Major Segment Area (Final)
A_{major} = \pi R^2 – A_{minor}
Alternative (Direct Formula)
You can also calculate it directly using the reflex angle ($2\pi – \theta$):
A_{major} = \frac{1}{2} R^2 ((2\pi – \theta) + \sin \theta)
Practical Applications
Liquid Storage
If a cylindrical oil tank is more than half full, the cross-section of the oil is a Major Segment. Engineers needs this area to calculate the total volume of fuel.

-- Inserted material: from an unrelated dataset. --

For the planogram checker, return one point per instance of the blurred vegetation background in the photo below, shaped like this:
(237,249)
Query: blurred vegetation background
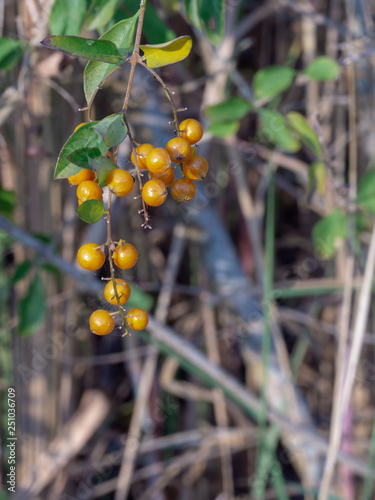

Interior Design (Round Tables)
If you cut a small flat edge on a circular table to fit it against a wall, the remaining table surface (the usable part) is a Major Segment.
Tunneling
Road tunnels are often circular. The “roadway” cuts off a bottom segment (for drainage/utilities), leaving the main air space above as a Major Segment.
User Tips
Defining the Cut
When entering the “Height” or “Angle”, you are usually defining the properties of the *cut* (the minor part). The calculator assumes this convention to find the remaining major area.
Unit Management
The tool supports instant unit conversion. You can input Radius in meters but get the Area in square feet simply by selecting the dropdown options.
Frequently Asked Questions (FAQs)
1. What if the chord is the diameter?
Then the circle is cut exactly in half. Both the Major and Minor segments are Semicircles. The area is $\frac{1}{2} \pi R^2$.
2. Can I enter the Reflex Angle directly?
Currently, the tool expects the standard central angle ($< 180^\circ$) or chord properties. Entering a reflex angle ($> 180^\circ$) might be interpreted as the minor angle of the other side, which gives the same geometry but is less standard.
3. Is perimeter the circumference?
No. The perimeter of a major segment includes the long arc length PLUS the chord length. It is the distance around the entire shape.
Final Words
Whether you are calculating fuel in a tank or designing a custom window, the Major Segment Area Calculator ensures you focus on the “big picture”—the main body of the circle—without getting lost in subtraction errors.